Most people think of sex hormones like progesterone, estrogen, and testosterone when they think of hormones. Hormones are messengers and in the case of sex hormones, they trigger reactions like the starting of puberty, distribution of body fat, and menopause and the often debated menopause. You have far more hormones than just those. Other hormones control all the functions of the body. Insulin opens the cells to receive glucose. You can reset your hormones, particularly sex hormones, by making certain changes in your life.

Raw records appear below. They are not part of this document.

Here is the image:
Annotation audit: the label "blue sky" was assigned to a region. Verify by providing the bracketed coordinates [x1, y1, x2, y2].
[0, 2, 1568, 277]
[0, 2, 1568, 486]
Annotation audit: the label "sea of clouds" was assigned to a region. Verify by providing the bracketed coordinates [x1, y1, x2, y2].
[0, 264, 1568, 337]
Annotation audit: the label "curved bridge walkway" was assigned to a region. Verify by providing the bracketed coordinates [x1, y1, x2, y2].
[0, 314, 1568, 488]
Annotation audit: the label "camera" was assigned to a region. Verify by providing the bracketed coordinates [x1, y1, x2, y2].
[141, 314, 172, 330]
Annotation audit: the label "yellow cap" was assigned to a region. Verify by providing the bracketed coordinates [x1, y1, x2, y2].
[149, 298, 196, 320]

You can correct a hormonal imbalance with healthy eating.
Whether it’s sexual hormones or other types of hormones, a healthy diet is a must. Cutting sugar out of your diet can help improve the balance of sex hormones, rebalance ghrelin and leptin—the hunger-satiety hormones, improve the balance between insulin and glucagon and help balance thyroid hormones. Consuming more protein helps boost peptide hormones that control appetite. According to Sara Gottfried, the author of The Hormone Reset Diet, drinking a green protein shake to replace one meal a day can help rebalance sex hormones and make menopause easier.
Get adequate exercise.
Exercise can help reverse insulin resistance, which causes the body to make too much insulin. It also can reduce menopausal symptoms and rebalance sex hormones. It improves blood flow to the muscles and delivery of hormones. Exercise can also help you to lose weight, which aids in balancing all types of hormones. Exercise also boosts hormones that maintain muscle mass, such as DHEA, IGF-1, and testosterone.
Stress hormones can affect all parts of the body and the balance of other hormones.

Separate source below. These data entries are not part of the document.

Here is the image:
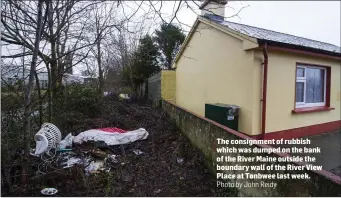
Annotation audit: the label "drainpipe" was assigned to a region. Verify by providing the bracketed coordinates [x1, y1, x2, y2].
[261, 43, 268, 139]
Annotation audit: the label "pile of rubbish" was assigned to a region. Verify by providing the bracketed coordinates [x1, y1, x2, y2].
[31, 123, 149, 186]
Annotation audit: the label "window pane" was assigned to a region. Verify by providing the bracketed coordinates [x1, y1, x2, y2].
[296, 67, 304, 77]
[296, 82, 304, 102]
[305, 68, 324, 103]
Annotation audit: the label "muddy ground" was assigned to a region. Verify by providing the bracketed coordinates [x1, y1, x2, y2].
[2, 96, 228, 196]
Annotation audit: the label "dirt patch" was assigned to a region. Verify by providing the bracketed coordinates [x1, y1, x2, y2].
[3, 96, 228, 196]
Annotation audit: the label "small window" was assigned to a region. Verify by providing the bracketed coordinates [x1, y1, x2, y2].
[296, 66, 327, 108]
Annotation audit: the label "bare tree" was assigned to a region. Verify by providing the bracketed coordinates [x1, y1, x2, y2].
[22, 0, 44, 183]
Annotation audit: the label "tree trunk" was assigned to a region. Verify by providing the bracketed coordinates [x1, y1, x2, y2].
[21, 0, 43, 184]
[34, 71, 43, 126]
[97, 35, 104, 96]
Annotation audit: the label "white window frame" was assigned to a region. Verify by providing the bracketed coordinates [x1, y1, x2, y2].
[295, 65, 327, 108]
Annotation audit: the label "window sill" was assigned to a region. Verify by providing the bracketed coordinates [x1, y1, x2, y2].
[292, 106, 335, 114]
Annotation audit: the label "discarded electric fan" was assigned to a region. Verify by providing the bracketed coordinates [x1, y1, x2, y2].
[34, 123, 62, 155]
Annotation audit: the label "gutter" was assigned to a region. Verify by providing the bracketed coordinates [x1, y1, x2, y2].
[261, 43, 268, 139]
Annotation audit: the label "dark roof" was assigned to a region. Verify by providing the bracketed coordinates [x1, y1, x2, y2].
[199, 0, 227, 9]
[205, 16, 341, 54]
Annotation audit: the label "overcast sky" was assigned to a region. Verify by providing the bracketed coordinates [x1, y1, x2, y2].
[1, 1, 341, 76]
[174, 1, 341, 46]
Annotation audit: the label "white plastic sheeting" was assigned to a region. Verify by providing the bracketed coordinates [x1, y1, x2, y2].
[73, 128, 149, 146]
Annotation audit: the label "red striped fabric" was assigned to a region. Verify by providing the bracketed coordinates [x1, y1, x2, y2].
[97, 127, 127, 133]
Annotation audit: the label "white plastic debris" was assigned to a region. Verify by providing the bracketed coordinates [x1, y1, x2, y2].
[119, 94, 130, 100]
[108, 155, 118, 163]
[73, 128, 149, 146]
[63, 157, 84, 168]
[58, 133, 73, 149]
[40, 188, 58, 195]
[85, 161, 104, 174]
[133, 149, 143, 155]
[34, 123, 61, 155]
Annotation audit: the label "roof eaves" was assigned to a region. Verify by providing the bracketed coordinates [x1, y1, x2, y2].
[199, 16, 258, 43]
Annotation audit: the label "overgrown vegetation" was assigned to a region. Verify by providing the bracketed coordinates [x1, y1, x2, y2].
[1, 85, 230, 196]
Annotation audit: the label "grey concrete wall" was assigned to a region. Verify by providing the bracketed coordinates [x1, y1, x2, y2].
[162, 100, 341, 196]
[148, 72, 161, 104]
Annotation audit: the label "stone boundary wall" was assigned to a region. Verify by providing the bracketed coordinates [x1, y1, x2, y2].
[162, 100, 341, 197]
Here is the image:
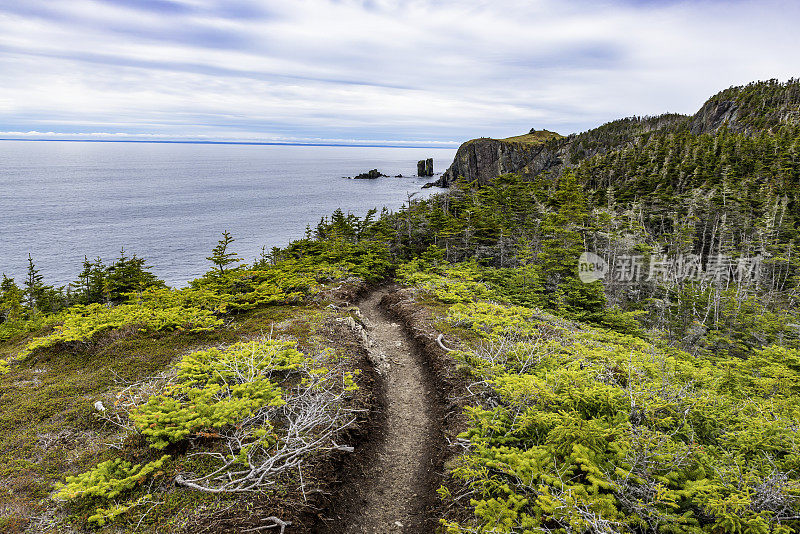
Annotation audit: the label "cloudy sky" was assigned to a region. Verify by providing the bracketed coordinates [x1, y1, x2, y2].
[0, 0, 800, 146]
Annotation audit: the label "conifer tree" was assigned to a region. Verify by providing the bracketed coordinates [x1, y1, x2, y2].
[206, 231, 242, 274]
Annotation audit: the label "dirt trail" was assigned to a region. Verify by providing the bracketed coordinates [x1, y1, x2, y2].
[344, 289, 440, 534]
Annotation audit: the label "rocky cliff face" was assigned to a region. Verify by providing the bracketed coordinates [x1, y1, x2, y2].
[434, 132, 563, 187]
[432, 80, 800, 187]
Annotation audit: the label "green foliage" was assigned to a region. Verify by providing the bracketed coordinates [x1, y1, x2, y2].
[206, 231, 242, 274]
[131, 340, 305, 449]
[55, 454, 170, 526]
[19, 298, 222, 357]
[56, 454, 170, 500]
[434, 303, 800, 534]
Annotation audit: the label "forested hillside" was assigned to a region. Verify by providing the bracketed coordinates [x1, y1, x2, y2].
[0, 80, 800, 534]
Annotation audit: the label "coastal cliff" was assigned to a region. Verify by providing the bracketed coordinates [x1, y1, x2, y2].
[438, 80, 800, 187]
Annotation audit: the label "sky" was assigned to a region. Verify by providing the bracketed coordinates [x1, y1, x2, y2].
[0, 0, 800, 147]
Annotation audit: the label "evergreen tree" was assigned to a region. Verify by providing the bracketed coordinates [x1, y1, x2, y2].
[206, 231, 242, 274]
[0, 273, 25, 323]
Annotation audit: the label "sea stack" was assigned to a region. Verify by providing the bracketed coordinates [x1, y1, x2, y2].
[417, 158, 433, 176]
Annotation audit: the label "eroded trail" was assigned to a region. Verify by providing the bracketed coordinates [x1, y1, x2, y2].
[345, 290, 439, 534]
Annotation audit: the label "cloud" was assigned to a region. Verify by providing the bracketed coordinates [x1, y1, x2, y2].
[0, 0, 800, 142]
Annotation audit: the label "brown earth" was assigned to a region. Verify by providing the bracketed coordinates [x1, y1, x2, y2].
[320, 287, 444, 534]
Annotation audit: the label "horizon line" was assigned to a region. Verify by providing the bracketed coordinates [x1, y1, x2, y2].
[0, 137, 457, 150]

Learn techniques to help you deal with stress and reduce the production of stress hormones. Stress hormones, such as cortisol, can cause abdominal fat, which is responsible for other hormonal imbalances. High intensity interval training—HIIT—can help burn off stress hormones. All types of exercise, especially HIIT, can deal with estrogen dominance with symptoms that include hot flashes, weight gain, and insomnia. Exercise also increases the production of melatonin, necessary for the sleep-wake cycle, and boosts HGH—the fountain of youth hormone.
- The gut has specific bacteria that are necessary for the body to overproduce estrogen. Drinking three cups of green tea and improving the gut microbiome with fiber can also help regulate hormones.
- Get a good night’s sleep to help regulate the hunger-satiety hormones. When you lack sleep, your body produces more ghrelin and less leptin, which makes you feel hungrier.
- Beware of consuming too much caffeine, since it can increase cortisol. Eliminate caffeinated soft drinks, because of caffeine and sugar. Reduce the amount of coffee you drink and drink it black.
- Eat prebiotic and probiotic foods to improve gut bacteria. Prebiotic foods include soluble fiber that feeds beneficial bacteria, such as apples, asparagus, or onions. Probiotic foods include kefir and yogurt.